José María Ferrater Mora (Catalan: Josep Ferrater i Mora; 30 October 1912 – 30 January 1991) was a Spanish philosopher, essayist and writer. He is considered the most prominent Catalan philosopher of the 20th-century[1] and was the author of over 35 books, including a four-volume Diccionario de filosofía (Dictionary of Philosophy, 1941) and Being and Death: An Outline of Integrationist Philosophy (1962).[2] Subjects he worked on include ontology, history of philosophy, metaphysics, anthropology, the philosophy of history and culture, epistemology, logic, philosophy of science, and ethics. He also directed several films.[3]
Ferrater Mora was known for his inclusion of humans and non-human animals within the same moral sphere, or continuum, arguing that the difference was one of degree, not kind.
Biography
Ferrater Mora was born in 1912, in Barcelona, Spain. He studied at Santa Maria del Collell, then at the University of Barcelona, where he earned a BA, in 1932, and his BPhil, in 1936.[1]

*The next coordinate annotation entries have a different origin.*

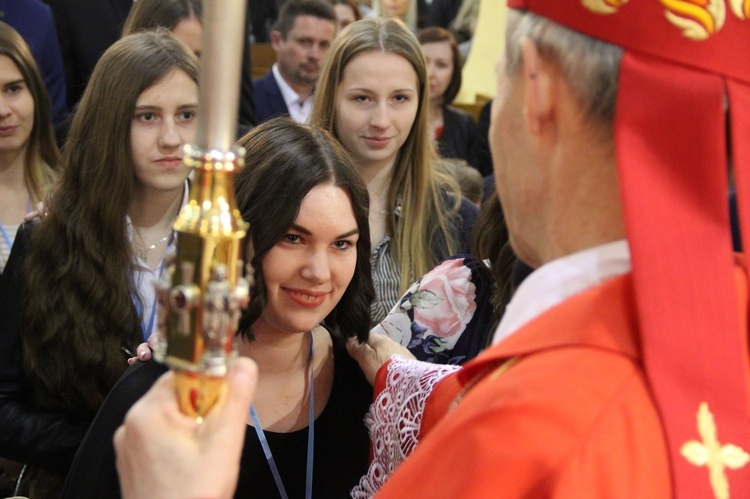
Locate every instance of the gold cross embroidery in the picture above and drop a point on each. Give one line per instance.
(712, 454)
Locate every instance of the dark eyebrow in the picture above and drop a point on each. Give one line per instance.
(149, 107)
(308, 233)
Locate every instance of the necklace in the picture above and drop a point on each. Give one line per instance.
(9, 240)
(143, 252)
(310, 438)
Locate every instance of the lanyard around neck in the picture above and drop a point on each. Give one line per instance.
(310, 437)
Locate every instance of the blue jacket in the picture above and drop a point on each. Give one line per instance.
(34, 22)
(267, 98)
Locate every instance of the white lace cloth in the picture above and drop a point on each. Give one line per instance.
(395, 417)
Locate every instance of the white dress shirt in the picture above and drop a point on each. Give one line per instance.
(299, 110)
(560, 279)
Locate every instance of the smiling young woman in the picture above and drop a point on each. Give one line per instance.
(373, 96)
(309, 246)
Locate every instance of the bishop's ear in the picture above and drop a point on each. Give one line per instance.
(538, 86)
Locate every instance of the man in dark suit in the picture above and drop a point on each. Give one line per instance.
(301, 37)
(86, 28)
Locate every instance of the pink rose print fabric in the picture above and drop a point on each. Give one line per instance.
(445, 317)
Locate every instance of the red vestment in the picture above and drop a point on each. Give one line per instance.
(572, 417)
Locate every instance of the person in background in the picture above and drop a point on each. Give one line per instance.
(590, 359)
(584, 390)
(373, 96)
(34, 22)
(309, 247)
(469, 179)
(184, 18)
(301, 37)
(81, 293)
(453, 130)
(347, 11)
(29, 157)
(405, 10)
(85, 29)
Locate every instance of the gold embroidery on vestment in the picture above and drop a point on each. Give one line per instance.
(709, 452)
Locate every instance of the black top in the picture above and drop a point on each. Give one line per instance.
(459, 136)
(341, 441)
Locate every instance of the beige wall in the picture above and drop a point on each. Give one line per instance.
(479, 70)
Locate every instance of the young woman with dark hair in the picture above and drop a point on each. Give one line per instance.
(80, 290)
(309, 246)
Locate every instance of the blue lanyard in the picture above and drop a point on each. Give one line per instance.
(146, 330)
(7, 238)
(310, 438)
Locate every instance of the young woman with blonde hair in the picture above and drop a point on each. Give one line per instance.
(373, 95)
(28, 154)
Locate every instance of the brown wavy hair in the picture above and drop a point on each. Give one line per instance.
(79, 311)
(42, 155)
(423, 190)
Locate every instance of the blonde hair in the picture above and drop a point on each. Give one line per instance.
(421, 189)
(42, 156)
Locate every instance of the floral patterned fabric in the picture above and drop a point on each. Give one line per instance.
(446, 316)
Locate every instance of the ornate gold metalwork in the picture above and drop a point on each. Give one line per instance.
(202, 291)
(697, 22)
(709, 452)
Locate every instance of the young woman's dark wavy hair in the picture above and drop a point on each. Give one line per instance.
(79, 310)
(283, 162)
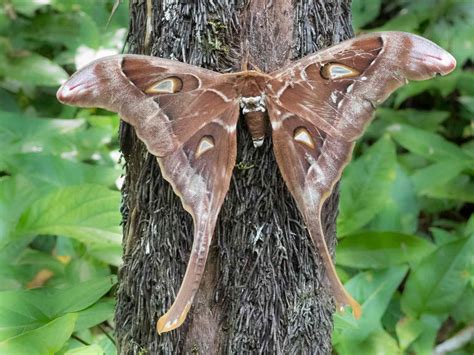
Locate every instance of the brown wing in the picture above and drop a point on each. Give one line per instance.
(319, 105)
(200, 173)
(187, 117)
(166, 101)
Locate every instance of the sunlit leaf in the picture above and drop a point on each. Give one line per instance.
(366, 186)
(22, 310)
(47, 339)
(364, 11)
(439, 280)
(33, 69)
(373, 289)
(380, 249)
(86, 212)
(93, 349)
(429, 145)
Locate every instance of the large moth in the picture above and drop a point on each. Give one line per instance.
(317, 107)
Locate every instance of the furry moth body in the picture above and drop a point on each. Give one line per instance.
(317, 107)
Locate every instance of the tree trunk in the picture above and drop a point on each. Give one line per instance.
(264, 289)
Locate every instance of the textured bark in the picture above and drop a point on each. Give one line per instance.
(264, 289)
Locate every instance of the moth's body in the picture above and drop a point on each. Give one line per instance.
(317, 107)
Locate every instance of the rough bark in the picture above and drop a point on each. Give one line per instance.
(264, 289)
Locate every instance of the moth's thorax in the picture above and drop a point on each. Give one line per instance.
(251, 86)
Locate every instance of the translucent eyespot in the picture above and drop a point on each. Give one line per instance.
(337, 71)
(206, 143)
(169, 85)
(302, 135)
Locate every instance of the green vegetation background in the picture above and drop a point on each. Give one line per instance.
(405, 226)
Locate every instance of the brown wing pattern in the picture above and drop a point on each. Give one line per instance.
(166, 101)
(319, 105)
(200, 173)
(187, 117)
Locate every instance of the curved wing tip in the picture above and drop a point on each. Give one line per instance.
(164, 324)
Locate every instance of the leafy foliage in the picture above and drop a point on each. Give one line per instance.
(406, 199)
(59, 205)
(407, 234)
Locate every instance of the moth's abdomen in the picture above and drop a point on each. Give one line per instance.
(257, 124)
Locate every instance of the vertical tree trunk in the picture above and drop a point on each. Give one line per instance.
(264, 289)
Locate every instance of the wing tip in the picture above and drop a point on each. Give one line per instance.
(165, 325)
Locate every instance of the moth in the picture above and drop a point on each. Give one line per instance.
(316, 108)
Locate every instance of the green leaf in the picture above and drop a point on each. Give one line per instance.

After receiving a Guggenheim Fellowship, he moved to the United States, first residing in New York City.[4] In 1949, Ferrater Mora was hired by Bryn Mawr College to teach philosophy and Spanish literature, where he worked till his retirement, in 1981.[1] He married Priscilla Cohn (his former doctoral student) in 1980.[5]
Ferrater Mora died from a heart attack, on 30 January 1991, while visiting Barcelona.[6]
Philosophy
Ferrater Mora is the creator of a philosophical method he called integrationism, with which he sought to integrate opposite systems of thought. He argued that irreducible concepts, which are the source of many disputes and divisions in philosophy, do not denote existing realities in themselves but are "limit concepts"; that is to say, these "opposite poles" do not exist absolutely. They exist only as trends or directions of reality and therefore are complementary and are useful to talk about it.[7]

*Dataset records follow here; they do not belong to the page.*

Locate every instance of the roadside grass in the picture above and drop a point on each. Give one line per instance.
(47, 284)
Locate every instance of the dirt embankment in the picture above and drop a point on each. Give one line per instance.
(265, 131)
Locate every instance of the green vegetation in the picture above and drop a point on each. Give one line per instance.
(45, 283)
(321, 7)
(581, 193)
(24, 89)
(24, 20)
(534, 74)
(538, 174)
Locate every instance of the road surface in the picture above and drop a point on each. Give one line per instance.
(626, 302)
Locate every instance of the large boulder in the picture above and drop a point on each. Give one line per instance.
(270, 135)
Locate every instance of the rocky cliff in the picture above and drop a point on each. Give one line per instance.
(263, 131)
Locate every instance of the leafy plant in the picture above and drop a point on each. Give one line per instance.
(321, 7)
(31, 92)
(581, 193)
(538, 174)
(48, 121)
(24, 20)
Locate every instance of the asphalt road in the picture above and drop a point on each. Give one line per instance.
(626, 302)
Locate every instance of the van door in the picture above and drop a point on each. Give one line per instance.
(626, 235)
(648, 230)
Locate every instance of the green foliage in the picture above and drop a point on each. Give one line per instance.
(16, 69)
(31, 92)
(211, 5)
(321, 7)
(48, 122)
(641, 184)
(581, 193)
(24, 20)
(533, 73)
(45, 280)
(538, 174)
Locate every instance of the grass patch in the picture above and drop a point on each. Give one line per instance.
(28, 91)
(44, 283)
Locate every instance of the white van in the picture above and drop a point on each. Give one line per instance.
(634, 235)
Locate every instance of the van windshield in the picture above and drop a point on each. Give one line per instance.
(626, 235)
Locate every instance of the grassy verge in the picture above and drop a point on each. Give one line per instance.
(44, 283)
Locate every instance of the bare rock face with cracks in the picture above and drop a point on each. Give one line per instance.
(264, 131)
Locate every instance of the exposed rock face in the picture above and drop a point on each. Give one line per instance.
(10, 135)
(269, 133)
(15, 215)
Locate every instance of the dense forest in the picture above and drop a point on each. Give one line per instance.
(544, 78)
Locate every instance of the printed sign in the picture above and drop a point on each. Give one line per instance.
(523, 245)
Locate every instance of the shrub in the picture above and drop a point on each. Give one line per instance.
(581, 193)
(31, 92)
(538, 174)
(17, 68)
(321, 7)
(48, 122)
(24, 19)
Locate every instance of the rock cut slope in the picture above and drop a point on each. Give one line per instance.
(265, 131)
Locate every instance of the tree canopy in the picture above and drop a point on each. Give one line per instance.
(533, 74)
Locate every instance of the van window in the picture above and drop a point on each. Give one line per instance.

His philosophical work also focused on questions of an ontological nature. He called his ontological position "monismsui generis", since it unites monism and pluralism; it is an emergentism in which the elements assemble themselves by virtue of their properties or functions, or properties-functions. Each structure, although it depends to exist on the elements that compose it, is not reducible to them because it acquires new properties-functions that cannot be explained based on those of the element. The structure also becomes an element for a new structure. Self-assembly begins from the physical level to the point where structures acquire more complex properties-functions and of a different order to give rise to a new biological level, and thus the continuum progresses until reaching the social and then the cultural level. It is a continuum that does not break and that goes from matter to reason.[8]
He was one of the first philosophers to introduce applied ethics to the Spanish-speaking world and was a staunch supporter of animal rights.[9]

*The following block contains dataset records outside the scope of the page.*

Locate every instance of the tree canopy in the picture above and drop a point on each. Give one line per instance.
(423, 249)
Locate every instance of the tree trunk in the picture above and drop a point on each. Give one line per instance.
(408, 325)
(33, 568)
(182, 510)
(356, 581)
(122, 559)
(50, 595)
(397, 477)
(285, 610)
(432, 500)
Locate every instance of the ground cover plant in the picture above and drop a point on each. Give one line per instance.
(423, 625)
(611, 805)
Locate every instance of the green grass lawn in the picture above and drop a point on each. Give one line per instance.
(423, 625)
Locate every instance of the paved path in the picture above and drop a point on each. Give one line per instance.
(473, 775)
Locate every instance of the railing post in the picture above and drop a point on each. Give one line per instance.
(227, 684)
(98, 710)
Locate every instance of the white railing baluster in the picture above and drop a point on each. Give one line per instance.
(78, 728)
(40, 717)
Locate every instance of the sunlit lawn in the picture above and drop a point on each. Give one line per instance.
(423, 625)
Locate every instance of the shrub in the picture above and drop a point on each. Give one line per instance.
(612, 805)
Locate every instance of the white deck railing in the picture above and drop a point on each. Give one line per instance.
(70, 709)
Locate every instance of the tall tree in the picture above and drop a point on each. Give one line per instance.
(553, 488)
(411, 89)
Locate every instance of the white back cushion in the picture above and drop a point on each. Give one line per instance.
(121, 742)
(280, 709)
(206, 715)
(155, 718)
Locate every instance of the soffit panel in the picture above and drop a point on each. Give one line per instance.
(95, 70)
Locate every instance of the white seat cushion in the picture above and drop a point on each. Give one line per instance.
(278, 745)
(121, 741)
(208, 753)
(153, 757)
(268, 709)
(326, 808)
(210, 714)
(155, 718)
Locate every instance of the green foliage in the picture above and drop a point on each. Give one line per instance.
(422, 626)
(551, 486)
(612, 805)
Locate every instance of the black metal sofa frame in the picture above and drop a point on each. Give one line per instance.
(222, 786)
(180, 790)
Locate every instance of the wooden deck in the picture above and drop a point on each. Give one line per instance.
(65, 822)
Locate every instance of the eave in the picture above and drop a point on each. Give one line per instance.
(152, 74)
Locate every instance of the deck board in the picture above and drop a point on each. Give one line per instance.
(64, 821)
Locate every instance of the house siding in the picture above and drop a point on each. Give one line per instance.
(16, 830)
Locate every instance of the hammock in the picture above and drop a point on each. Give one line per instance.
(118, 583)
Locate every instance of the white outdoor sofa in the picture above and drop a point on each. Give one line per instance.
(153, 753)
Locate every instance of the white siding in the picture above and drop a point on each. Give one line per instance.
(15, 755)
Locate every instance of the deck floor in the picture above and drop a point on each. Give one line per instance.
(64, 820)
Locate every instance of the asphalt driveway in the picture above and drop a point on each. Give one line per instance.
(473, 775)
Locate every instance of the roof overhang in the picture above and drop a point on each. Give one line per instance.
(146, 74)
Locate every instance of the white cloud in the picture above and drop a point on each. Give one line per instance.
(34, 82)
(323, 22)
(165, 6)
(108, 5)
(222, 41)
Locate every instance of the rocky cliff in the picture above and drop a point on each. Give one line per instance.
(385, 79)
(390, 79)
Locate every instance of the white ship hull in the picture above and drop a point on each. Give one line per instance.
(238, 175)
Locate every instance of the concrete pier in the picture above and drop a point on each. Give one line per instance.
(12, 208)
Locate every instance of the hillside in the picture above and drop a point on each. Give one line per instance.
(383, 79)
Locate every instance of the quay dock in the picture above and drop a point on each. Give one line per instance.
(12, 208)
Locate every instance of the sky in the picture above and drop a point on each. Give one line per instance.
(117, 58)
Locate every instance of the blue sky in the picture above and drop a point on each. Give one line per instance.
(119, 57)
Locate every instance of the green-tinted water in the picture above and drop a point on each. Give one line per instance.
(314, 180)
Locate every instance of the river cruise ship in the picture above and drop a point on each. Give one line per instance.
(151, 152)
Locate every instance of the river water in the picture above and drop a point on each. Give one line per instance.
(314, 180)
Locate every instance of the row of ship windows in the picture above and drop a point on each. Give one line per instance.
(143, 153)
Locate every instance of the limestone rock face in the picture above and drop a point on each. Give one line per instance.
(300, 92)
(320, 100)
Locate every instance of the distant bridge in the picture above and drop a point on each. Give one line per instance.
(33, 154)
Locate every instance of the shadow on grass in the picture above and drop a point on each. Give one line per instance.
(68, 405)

In January 1991, Ferrater Mora made public the decision to donate his personal library to the University of Girona. The collection consists of 7,255 books, 156 journal titles and correspondence, with 6,748 letters.[10] The correspondence includes letters between Ferrater Mora and his friends, politicians and intellectuals of the time. This collection also includes letters from his departure into exile in the 1940s (Cuba, Chile and the United States), until his death in 1991. Other documents of interest include related writings, with politics and culture sent by personalities of the time: Xavier Benguerel, Enrique Tierno Galván, Néstor Almendros and Josep Trueta, among many others.[11]
Founded in 1989, the Ferrater Mora Chair in Contemporary Thought, regularly organizes seminars and lessons on contemporary philosophy.[10]